THOMAS WEST from Hooe in East Sussex was sentenced to transportation for life at the Sussex Assizes in Horsham in 1800. He reached Sydney on the Earl Cornwallis the next year. Partnered with another convict Mary Rugg, he had two children and in 1812 opened the first water mill for making flour at Rushcutters Bay. In 1813 he received a conditional pardon for ‘his general good conduct and character for sobriety and industry’ and was given a cow from the government herd. Successful in dairy farming, quarrying and running an orchard, he became a wealthy Sydney landowner.

JOSEPH POTASKI arrived in London in the late 18th century, probably as a refugee or asylum seeker. He had fled Poland after fighting in the Polish army. In 1802 he was sentenced for seven years transportation at the Sussex Spring Assizes in Horsham for stealing a woman’s hair shawl from Mrs Pollard’s shop in Newhaven, Sussex. The first Pole to arrive in Australia, he had been accompanied on the Ocean by his Irish wife and son, arriving as free settlers. His wife was granted land near Hobart. Potaski was freed in 1810 and within a few years was the most successful wheat farmer on Tasmania.

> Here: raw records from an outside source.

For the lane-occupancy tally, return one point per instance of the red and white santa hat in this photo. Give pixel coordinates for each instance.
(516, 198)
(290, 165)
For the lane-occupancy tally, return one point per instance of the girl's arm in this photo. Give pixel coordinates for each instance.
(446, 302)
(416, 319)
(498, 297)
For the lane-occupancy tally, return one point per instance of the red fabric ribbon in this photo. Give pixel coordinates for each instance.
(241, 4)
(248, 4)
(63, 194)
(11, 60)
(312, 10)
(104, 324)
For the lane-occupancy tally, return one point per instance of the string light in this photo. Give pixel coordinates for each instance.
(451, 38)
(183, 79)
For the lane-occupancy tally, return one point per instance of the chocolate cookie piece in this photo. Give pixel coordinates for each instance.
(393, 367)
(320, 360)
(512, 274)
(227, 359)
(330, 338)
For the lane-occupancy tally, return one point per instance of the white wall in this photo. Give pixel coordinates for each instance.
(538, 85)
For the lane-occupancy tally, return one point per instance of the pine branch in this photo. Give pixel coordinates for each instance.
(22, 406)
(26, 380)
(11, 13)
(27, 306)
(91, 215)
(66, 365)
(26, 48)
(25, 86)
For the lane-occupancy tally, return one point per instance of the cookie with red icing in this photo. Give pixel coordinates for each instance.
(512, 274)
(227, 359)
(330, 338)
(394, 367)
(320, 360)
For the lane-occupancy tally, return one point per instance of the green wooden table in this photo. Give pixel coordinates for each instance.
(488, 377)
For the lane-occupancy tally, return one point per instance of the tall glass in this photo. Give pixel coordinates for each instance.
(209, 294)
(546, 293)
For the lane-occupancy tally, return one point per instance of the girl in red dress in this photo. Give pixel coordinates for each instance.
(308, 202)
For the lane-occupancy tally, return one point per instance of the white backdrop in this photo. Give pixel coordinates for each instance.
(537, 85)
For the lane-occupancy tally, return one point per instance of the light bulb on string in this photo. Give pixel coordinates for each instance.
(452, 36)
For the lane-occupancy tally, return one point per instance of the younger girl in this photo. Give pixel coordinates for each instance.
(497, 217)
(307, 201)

In April 1813 PHILIP BUTCHER was sent to Horsham Jail. He’d been sentenced to death for breaking into a house in Warminghurst and stealing a silver watch. This was commuted to transportation for life and he arrived in New South Wales in 1814 on board the Surrey. Six years later he married Mary Jacobs, a fellow convict, in Parramatta and they had seven children.

JOHN GOTHARD was sentenced to hang in 1814 for stealing a mare at Lindfield. Instead the Sussex Assizes sent him to Australia for life and he arrived in Sydney and soon thereafter married a free woman called Sarah Turner. When Sarah died, he was left to look after seven young children. He married again, to Honora Sullivan, who had also been a convict.